第4話 3-2.ライター講座へ

 寮の部屋へ帰り、封筒の中味を見た。

 東京出版学校には全日制で二年間みっちりと通うコースもあれば、働きながら夜間通えるコースもある。和彦が現時点で通えるようなコースがあるとは思わなかったが、ライター講座という夜間講座は週一回らしい。学費の表を見てみると、何とか払える金額だ。

 岡村は、春から大阪の専門学校へ入ると言う。東京へは音楽を学びに来た。見切りをつけて関西へ帰り、今度は語学学校に入って通訳・翻訳の仕事に就こうと考えている。親の援助も得られるようだ。岡村は二年前にアメリカへ旅行して以後、海外と関われる仕事を模索しており、決めた、と言う。

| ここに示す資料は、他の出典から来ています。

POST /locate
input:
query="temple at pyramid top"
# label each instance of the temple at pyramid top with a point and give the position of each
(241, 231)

 俳優志望の高倉は劇団の研究生となることが決まり、春から連日稽古へ通うこととなる。三人の溜まり場となっていた岡村の部屋は岡村の大阪行きと同時に引き払うこととなるが、和彦がある日、寮の部屋を出たい、とこぼすと、じゃ、俺のとこしばらく住めや、と気軽に言う。実際、二人で家主に会いに行き、代理で友人が住みます、と岡村が言うとあっさり許可が下り、和彦は敷金礼金等なしで岡村の部屋に移れることとなった。

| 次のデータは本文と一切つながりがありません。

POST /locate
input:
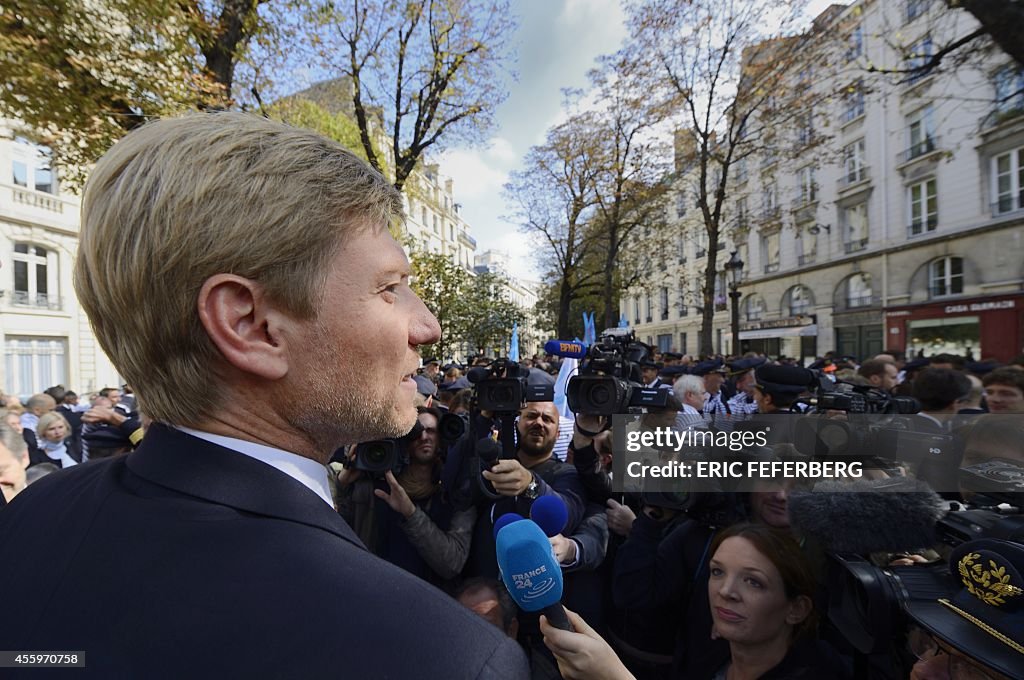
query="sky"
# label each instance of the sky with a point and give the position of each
(558, 42)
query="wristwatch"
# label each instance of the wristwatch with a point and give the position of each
(531, 491)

「その方が俺も助かるねん。荷物、置いて行けるし、たまに東京遊びに来た時は、泊まれるし。あ、でも出たい時は言うてや。荷物、引き上げに来るから」

 和彦はいずれパチンコ屋を辞めるつもりだったから、風呂・トイレ付きで巣鴨駅徒歩一分、と立地も良い岡村の部屋に住むことで跳ね上がった七万三千円の家賃を払い続けられるかは分からない。四月から通うことに決めた週一回のライター講座は専門学校としては心もとないが、就職の斡旋もあるらしい。夏のボーナスで辞めるか、冬にするかと思っている。「何ヶ月もおらんで」とは言っておいた。